La charmante et pittoresque cité de Salles-la-Source a été, dimanche, le théâtre d’une fête qui, pour s’être déroulée dans un cadre tout à fait intime, n’en mérite pas moins d’être signalée ici au grand public.

S’arrachant pour quelques heures au devoir de son ministère, et entre les deux offices pontificaux de la fête du Christ-Roi à la Cathédrale, Son Excellence, Mgr Challiol, Evêque de Rodez, est venu bénir l’usine que la Société Hydro-électrique de la Vallée de Salles-la-Source a fait construire à la Crousie, sir les bords du Créneau.

Il était 11h et ½ lorsque Son Excellence a été reçue par Madame et M. Amédée Vidal, conseiller Général et ancien Sénateur, Président de la Société, entourés de plusieurs membres de celle-ci, et notamment de leurs deux gendres, M. le Docteur Valière-Vialex, de limoges et M. Pierre Guibert, avoué à Rodez.

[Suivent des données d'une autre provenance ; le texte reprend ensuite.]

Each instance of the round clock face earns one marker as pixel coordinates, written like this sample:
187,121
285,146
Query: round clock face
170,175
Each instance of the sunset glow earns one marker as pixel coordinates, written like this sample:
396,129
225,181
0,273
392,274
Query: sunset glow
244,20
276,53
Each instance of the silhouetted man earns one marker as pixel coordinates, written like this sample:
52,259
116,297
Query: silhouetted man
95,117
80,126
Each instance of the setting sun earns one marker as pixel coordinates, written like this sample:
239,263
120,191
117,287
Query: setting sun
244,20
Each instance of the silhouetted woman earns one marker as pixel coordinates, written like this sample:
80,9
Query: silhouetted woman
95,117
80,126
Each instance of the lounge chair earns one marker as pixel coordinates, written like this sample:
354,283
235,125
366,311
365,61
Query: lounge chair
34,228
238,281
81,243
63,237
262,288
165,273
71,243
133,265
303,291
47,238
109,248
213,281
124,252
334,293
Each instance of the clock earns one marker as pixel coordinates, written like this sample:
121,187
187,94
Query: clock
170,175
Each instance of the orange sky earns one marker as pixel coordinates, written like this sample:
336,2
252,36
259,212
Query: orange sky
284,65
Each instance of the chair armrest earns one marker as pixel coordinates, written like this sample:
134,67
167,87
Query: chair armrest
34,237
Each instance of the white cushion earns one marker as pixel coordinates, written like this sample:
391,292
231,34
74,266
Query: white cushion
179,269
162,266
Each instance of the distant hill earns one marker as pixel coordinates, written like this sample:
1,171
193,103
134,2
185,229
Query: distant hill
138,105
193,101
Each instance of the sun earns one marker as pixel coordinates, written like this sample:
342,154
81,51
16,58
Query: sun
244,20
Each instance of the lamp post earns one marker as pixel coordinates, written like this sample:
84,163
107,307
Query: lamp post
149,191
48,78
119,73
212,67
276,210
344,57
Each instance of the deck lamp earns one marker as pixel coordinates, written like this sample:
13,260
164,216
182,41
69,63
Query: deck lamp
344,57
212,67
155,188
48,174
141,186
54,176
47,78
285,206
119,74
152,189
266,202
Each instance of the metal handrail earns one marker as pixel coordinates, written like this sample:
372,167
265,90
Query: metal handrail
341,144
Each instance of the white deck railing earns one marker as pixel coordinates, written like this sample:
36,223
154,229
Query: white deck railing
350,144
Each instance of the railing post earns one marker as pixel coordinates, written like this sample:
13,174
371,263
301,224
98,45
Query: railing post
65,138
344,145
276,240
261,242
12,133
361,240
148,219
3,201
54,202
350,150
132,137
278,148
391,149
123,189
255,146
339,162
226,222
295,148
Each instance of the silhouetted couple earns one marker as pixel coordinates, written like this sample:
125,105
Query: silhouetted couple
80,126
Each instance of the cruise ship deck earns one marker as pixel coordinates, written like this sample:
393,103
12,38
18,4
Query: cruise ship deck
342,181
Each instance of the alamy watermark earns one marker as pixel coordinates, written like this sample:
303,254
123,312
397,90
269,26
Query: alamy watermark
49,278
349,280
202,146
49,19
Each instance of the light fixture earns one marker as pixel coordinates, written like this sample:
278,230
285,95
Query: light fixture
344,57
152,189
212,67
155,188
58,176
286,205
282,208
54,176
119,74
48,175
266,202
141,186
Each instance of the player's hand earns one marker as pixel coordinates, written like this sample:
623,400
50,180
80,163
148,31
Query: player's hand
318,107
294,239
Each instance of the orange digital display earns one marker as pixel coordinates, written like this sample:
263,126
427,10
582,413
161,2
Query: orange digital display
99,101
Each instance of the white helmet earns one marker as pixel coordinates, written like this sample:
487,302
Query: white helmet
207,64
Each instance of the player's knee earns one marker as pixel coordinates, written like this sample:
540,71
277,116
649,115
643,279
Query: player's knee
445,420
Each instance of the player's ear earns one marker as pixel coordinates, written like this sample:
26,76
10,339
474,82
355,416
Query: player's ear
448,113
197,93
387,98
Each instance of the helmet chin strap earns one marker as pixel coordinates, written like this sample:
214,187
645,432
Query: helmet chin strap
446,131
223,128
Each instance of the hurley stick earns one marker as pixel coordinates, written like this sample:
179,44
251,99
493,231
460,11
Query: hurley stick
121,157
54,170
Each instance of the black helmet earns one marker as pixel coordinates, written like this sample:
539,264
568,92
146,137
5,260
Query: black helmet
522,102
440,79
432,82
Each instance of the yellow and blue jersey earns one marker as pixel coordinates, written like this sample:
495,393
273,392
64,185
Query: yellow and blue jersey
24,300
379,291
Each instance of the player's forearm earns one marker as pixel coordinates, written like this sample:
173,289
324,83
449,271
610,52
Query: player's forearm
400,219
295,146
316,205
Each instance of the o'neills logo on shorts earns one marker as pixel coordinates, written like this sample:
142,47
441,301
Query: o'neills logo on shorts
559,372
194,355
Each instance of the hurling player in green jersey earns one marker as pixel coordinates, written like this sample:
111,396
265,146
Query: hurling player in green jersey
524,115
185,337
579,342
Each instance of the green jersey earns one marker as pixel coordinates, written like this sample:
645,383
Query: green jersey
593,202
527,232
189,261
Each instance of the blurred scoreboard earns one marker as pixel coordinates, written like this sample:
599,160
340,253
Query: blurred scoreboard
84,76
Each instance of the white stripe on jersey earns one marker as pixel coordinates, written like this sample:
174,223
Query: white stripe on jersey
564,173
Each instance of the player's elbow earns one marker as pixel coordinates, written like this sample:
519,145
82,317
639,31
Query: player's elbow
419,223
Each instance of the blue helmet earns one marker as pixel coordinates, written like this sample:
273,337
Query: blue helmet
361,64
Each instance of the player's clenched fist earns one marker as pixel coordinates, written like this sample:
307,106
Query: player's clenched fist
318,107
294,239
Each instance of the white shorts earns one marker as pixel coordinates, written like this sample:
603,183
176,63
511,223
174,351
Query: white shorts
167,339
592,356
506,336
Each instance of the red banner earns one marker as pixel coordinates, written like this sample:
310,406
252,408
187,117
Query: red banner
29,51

Une foule d’amis étaient là, au milieu desquels nous avons remarqué M. le Sénateur Coucoureux, M. Niel, député, M. Marlou, Conseiller Général, M. Barre, ingénieur en chef des Ponts-et-Chaussées, M. Gaillard, directeur général de la Compagnie du Bourbonnais, M. Benoit de l’Esclauzade, Maire de Salles-la-Source, M. Méravilles, maire d’Onet-le-Château, M. Andrieu, architecte, M. Pierre Bastide, Président de la Chambre de Commerce, MM Joseph Bastide, Bonnafé, Boscary, Marre, avocats, M. Bousquet, notaire et son fils, M. Cholet, Directeur de la Cie du Bourbonnais à Rodez, M. Brugidou, ingénieur des Pont-et-Chaussées, M. Drulhe, conseiller municipal de Rodez, plusieurs ingénieurs et constructeurs et -surtout- M. Etienne Bastide, le jeune et distingué ingénieur, qui a dirigé les travaux de construction et d’installation de cette entreprise avec cette intelligence, cet art et cette maîtrise déjà si appréciés et qui lui permettent de voir luire devant lui le plus brillant avenir…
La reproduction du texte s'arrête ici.